苦難の末に攻撃的スタイルが浸透「大切なのはスペースを見つけ利用すること」

 ようやく横浜F・マリノスが、アンジェ・ポステコグルー監督の標榜する攻撃的スタイルをコンスタントに表現できるようになった。

 シティ・フットボール・グループとパートナーシップを締結し、2015年からの3年間はエリク・モンバエルツが指揮。手堅い守備からの速いカウンターでパフォーマンスを安定させた。だがこの間、縦に速い攻撃の重要なコマとなった齋藤学(現・川崎フロンターレ)とマルティノス(現・浦和レッズ)が移籍。今年は前任者とは対照的にポゼッションスタイルを志向するアンジェ・ポステコグルー監督を迎えたので、スタート時点でのハンデは小さくなかった。

 オーストラリア代表監督時代にも、同国の未来を睨み、敢えてライバルの日本が苦手とする直線的で高さを生かしたスタイルを拒み続けた監督である。それだけに、むしろ相性が良いはずの日本のクラブでの仕事ぶりには注目していた。

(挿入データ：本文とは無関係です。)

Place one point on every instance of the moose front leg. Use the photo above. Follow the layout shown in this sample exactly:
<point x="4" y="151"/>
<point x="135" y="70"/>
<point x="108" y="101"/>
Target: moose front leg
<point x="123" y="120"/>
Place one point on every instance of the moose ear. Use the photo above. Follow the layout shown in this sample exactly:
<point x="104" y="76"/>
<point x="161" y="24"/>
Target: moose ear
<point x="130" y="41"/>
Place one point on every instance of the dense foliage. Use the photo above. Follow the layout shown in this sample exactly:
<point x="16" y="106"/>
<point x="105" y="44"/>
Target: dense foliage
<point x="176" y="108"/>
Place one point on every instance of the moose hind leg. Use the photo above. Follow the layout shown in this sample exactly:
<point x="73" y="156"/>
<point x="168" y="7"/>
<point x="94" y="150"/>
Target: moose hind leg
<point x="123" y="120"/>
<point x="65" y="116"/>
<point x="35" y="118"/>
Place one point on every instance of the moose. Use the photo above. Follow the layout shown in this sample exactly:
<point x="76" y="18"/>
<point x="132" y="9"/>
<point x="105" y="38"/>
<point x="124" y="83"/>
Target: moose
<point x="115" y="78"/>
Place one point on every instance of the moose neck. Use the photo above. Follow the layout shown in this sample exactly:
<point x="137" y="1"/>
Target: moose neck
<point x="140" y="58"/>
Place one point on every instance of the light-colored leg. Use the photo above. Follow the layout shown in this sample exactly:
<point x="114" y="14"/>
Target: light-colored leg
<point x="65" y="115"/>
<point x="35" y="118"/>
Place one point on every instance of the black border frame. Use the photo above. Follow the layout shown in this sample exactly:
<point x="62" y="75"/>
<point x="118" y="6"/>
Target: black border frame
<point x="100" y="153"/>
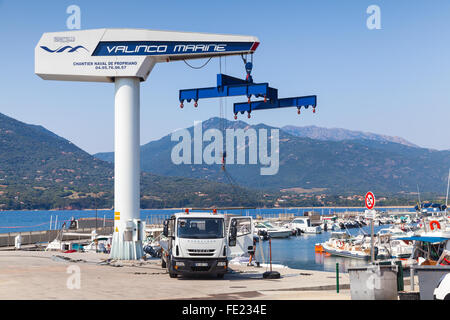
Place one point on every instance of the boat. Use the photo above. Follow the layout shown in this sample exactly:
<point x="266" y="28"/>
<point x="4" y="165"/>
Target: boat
<point x="343" y="245"/>
<point x="304" y="225"/>
<point x="271" y="230"/>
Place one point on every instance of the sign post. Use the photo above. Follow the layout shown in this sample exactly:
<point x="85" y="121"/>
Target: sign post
<point x="370" y="214"/>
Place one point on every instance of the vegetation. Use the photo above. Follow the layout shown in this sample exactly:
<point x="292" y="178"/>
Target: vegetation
<point x="40" y="170"/>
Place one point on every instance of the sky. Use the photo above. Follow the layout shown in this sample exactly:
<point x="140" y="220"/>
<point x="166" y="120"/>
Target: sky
<point x="393" y="81"/>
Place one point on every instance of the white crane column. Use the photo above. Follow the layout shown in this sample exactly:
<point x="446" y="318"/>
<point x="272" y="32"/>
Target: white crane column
<point x="127" y="237"/>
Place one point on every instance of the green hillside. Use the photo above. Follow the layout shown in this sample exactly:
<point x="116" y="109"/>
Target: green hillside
<point x="40" y="170"/>
<point x="348" y="166"/>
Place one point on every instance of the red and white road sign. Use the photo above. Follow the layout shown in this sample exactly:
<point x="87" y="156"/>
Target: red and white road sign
<point x="370" y="200"/>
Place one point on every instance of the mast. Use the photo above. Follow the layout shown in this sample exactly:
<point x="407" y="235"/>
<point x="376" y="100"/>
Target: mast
<point x="448" y="184"/>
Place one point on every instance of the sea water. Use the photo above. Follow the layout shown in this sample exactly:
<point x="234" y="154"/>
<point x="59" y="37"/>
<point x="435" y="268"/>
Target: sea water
<point x="295" y="252"/>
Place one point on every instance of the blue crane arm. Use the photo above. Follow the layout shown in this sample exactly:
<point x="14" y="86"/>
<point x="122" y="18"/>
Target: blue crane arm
<point x="229" y="86"/>
<point x="274" y="104"/>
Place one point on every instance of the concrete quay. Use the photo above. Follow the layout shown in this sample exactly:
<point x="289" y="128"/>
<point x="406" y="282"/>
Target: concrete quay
<point x="56" y="275"/>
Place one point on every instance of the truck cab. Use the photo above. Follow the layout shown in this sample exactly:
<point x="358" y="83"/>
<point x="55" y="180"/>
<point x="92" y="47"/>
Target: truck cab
<point x="202" y="242"/>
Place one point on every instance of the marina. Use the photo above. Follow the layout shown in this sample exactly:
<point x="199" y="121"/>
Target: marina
<point x="320" y="256"/>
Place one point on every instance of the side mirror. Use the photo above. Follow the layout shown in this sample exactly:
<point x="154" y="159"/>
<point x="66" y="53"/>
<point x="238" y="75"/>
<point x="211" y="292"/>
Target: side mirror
<point x="233" y="234"/>
<point x="166" y="228"/>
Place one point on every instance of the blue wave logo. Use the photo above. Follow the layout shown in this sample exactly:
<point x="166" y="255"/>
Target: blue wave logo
<point x="63" y="49"/>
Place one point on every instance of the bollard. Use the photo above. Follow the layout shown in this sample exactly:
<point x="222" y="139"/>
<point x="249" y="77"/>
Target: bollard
<point x="400" y="283"/>
<point x="337" y="277"/>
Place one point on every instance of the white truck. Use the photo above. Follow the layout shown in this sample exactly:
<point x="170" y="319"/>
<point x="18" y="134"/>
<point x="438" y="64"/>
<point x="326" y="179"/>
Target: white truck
<point x="202" y="242"/>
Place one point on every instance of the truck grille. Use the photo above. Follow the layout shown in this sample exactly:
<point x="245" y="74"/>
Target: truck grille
<point x="201" y="252"/>
<point x="200" y="269"/>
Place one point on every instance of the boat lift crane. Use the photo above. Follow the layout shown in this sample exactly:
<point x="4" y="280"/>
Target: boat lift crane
<point x="126" y="57"/>
<point x="230" y="86"/>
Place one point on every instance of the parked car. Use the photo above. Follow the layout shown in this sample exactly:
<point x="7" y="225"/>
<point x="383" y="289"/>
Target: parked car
<point x="442" y="291"/>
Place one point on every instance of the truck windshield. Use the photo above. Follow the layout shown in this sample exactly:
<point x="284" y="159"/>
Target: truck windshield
<point x="200" y="228"/>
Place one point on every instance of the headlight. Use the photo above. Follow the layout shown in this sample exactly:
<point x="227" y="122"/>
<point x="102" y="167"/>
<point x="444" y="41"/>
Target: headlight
<point x="440" y="280"/>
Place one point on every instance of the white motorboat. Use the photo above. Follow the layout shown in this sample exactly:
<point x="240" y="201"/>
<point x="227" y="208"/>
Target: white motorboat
<point x="304" y="225"/>
<point x="271" y="230"/>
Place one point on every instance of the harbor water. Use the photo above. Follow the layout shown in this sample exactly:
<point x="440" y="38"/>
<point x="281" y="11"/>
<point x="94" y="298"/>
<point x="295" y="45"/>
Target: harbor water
<point x="294" y="252"/>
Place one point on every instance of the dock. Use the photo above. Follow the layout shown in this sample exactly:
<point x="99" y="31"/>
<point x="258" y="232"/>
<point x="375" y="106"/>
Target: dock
<point x="44" y="275"/>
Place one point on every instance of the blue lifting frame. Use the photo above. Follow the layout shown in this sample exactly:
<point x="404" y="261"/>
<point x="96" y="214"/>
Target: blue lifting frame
<point x="230" y="86"/>
<point x="275" y="104"/>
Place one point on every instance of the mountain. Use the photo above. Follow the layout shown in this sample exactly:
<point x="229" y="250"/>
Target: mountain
<point x="337" y="134"/>
<point x="338" y="167"/>
<point x="41" y="170"/>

 予想通りに内容が伴うまでには時間を要した。GK飯倉大樹までがポジションを上げ、ビルドアップに加わる戦いぶりは新鮮だったが、最終ラインとGKの連携の乱れは対戦相手にとって狙い目になった。実際に8月19日J1リーグ第23節で鹿島アントラーズに0-1で敗れると15位まで落ちて、クラブ史上初めてのJ2降格もちらついた。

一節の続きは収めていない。